Die deutsche Mannschaft hat sich bei der Fußballweltmeisterschaft durch ihr Ausscheiden bereits in der Vorrunde blamiert – aber nicht nur sie! Die Kritik gilt ebenso für Fußballfunktionäre, Publizisten und Politiker. Der Kapitän der Mannschaft sollte eine „One Love“-Armbinde tragen, obwohl dies das Reglement der FIFA verbietet. Die folgende „Mund zu“-Aktion der Spieler war peinlich. Gleiches gilt für das Tragen dieser Binde durch die Innenministerin Nancy Faeser auf der Tribüne. Man wollte vielerorts „Zeichen setzen“, „Haltung demonstrieren“, „Flagge zeigen“: gegen die Arbeitsbedingung der Migranten in Katar, gegen die dortige Homophobie. Symbolpolitik grassierte – manche sprachen gar von einem Boykott, und sei es nur vor dem Fernsehen. Sport ist aber keine Politik!
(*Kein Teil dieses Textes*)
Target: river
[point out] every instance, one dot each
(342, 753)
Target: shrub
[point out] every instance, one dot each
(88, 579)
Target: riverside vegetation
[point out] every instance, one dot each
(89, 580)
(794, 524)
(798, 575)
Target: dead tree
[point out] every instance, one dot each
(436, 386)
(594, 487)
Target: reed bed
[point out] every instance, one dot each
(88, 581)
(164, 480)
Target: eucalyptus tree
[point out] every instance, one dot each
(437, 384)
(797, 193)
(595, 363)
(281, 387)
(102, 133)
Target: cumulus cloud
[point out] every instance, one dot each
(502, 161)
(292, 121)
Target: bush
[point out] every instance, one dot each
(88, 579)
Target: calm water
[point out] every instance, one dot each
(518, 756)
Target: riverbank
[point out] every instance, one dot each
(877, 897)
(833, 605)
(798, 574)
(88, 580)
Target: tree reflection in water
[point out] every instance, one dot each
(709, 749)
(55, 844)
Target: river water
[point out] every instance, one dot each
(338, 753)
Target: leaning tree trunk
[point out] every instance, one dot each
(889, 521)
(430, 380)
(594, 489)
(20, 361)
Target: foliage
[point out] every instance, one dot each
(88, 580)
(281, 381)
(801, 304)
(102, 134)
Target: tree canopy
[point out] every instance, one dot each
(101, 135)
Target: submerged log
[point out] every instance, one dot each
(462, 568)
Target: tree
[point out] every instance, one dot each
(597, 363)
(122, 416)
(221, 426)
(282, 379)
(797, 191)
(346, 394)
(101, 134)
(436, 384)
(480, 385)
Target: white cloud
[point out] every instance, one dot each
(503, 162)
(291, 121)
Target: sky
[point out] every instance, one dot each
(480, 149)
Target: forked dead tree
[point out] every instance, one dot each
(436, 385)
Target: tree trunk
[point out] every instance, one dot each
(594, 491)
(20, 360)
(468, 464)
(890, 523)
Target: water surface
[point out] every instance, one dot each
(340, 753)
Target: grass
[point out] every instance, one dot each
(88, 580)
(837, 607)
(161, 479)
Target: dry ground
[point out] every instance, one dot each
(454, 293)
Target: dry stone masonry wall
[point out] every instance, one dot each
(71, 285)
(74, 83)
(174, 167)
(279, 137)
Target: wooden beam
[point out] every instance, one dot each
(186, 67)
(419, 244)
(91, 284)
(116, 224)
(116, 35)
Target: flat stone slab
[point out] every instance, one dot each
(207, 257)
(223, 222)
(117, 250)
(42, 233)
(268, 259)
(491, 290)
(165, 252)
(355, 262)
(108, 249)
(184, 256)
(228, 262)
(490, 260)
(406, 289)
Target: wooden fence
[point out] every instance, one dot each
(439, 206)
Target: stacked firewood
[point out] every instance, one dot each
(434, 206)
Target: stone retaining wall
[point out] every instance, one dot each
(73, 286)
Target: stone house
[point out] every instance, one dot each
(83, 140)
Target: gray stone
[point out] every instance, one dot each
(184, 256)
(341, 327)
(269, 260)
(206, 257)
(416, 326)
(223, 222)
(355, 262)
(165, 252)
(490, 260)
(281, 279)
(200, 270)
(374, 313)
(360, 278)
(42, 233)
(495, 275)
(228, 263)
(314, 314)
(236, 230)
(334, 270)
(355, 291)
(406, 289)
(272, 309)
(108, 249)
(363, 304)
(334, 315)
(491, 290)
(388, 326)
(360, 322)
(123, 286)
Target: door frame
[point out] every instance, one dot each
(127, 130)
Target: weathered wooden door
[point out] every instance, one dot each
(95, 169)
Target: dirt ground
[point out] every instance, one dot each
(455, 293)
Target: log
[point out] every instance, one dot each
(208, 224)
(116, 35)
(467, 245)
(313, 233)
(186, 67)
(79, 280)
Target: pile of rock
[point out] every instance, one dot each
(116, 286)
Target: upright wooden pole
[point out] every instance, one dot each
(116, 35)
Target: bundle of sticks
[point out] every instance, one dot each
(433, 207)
Alleingänge kommen nicht gut an
Deutschland gerierte sich als „Moralweltmeister“, ohne Rücksicht auf den gekränkten Gastgeber. Das Beispiel ist charakteristisch für den hiesigen Moralanspruch, der einen Sonderweg verdeutlicht. Bei der Migrationspolitik strebt Deutschland ebenso einen Spitzenplatz an wie bei der „Klimapolitik“, um nur zwei Beispiele zu nennen. Solche gut gemeinten Alleingänge kommen nicht gut an. Wohin diese Weltrettungsleidenschaft im Extrem führt, belegen die rabiaten Aktionen der „Letzten Generation“. Sie sprechen vollmundig von Verantwortung und sind in ihrem überschießenden Gesinnungseifer wahrlich keine Verantwortungsethiker.
Und was Katar betrifft, so entpuppte sich das Verhalten als fragwürdige Doppelmoral. Auf der einen Seite treten hiesige Funktionäre herablassend auf, auf der anderen Seite möchte Deutschland billiges Gas vom Emirat. Das wohlfeile deutsche Verhalten hat im Ausland massiv geschadet, nicht nur gegenüber dem Gastgeberland. Deutschland sollte wissen: Neben Werten gibt es auch Interessen.
Der Autor, von 2007 bis 2009 Vorsitzender der Deutschen Gesellschaft für Politikwissenschaft, ist Demokratieforscher.